Neither did he care a groat for his old friend Twemlow's advice upon
that subject. "Don't go near him," said the Rector, taking care that
his wife was quite safe out of hearing; "it would ill become me to say
a word against my dear wife's own nephew, and the representative of her
family. And, to the utmost of my knowledge, there is nothing to be said
against him. But I can't get on with him at all. I don't know why. He
has only honored us with a visit twice, and he would not even come to
dinner. Nice manners they learn on the Continent! But none of us wept
when he declined; not even his good aunt, my wife. Though he must have
got a good deal to tell us, and an extraordinary knowledge of foreign
ways.
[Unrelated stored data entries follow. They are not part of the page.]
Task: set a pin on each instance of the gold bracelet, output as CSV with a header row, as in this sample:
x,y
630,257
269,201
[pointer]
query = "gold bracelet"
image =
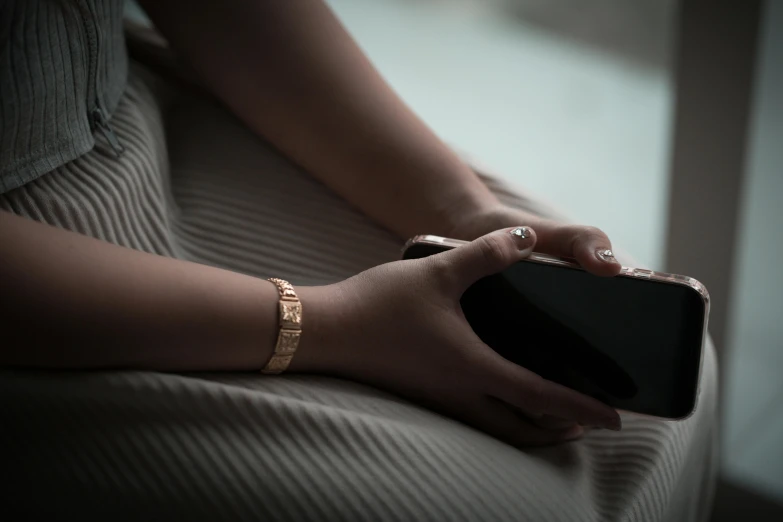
x,y
290,328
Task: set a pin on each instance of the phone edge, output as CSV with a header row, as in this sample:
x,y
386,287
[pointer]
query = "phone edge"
x,y
625,271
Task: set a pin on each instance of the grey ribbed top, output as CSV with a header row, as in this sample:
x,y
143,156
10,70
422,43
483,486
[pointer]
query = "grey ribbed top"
x,y
63,65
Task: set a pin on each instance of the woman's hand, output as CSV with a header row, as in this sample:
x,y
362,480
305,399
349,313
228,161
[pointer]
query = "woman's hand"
x,y
588,245
400,327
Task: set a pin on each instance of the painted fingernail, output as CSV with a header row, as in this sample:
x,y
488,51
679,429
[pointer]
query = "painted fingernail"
x,y
604,254
521,232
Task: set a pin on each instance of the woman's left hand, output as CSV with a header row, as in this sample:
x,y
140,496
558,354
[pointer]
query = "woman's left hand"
x,y
588,245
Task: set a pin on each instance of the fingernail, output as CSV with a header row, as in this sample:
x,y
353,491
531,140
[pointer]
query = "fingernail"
x,y
521,232
604,254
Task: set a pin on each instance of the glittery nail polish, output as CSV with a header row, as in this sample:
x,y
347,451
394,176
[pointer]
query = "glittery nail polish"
x,y
521,232
604,254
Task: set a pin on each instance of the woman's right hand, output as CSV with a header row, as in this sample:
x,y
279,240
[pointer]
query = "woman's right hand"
x,y
400,327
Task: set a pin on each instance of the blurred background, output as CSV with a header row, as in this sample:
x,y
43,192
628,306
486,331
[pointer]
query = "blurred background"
x,y
660,121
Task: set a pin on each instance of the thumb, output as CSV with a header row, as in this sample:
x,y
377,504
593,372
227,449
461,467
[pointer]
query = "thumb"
x,y
490,254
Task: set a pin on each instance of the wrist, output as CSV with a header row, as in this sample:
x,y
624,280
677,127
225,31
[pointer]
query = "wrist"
x,y
319,350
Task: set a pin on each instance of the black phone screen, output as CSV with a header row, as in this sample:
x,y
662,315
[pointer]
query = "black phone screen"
x,y
633,344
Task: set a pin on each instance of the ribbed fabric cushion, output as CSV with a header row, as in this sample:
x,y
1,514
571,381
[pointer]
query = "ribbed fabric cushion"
x,y
154,446
59,60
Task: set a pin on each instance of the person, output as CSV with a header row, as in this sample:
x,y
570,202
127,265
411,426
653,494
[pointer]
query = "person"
x,y
139,222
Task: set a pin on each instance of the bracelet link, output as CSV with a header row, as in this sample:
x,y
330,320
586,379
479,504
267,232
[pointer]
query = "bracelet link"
x,y
290,322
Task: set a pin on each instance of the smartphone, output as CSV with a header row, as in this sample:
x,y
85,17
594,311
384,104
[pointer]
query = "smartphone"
x,y
633,341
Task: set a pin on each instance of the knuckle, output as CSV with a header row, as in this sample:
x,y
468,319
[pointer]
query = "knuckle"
x,y
441,272
593,233
538,396
495,251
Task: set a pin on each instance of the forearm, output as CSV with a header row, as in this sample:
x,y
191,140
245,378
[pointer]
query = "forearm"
x,y
69,301
294,75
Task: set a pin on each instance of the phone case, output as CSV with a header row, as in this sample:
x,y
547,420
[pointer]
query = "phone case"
x,y
630,272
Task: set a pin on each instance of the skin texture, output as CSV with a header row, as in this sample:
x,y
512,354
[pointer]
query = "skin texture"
x,y
397,326
293,75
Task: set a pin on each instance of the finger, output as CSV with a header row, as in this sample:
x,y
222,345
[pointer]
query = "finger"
x,y
489,254
547,422
532,393
590,246
494,418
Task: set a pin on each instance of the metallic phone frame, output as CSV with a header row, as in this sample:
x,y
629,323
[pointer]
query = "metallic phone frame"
x,y
626,271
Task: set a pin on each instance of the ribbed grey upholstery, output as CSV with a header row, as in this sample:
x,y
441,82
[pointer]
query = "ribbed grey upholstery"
x,y
59,61
153,446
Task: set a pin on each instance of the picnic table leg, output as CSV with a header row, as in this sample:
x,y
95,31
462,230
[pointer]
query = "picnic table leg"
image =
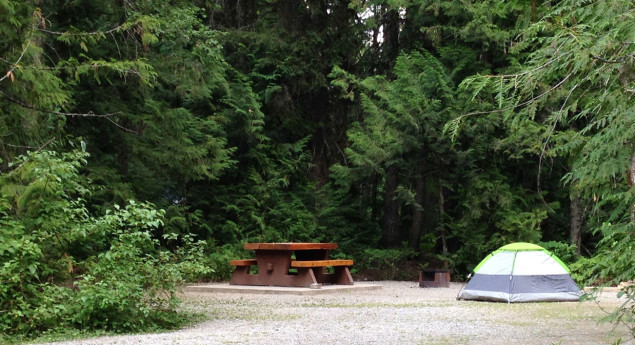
x,y
341,276
241,276
304,278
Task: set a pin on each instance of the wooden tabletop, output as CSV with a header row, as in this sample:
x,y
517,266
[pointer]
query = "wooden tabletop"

But instead of doing that, he seems to sneer at us. I can look
at a question from every point of view, and I defy anybody to call me
narrow-minded. But still, one must draw the line somewhere, or throw
overboard all principles; and I draw it, my dear Admiral, against
infidels and against Frenchmen."
"No rational person can do otherwise"--the Admiral's opinion was
decisive--"but this young man is of good English birth, and one can't
help feeling sorry for his circumstances.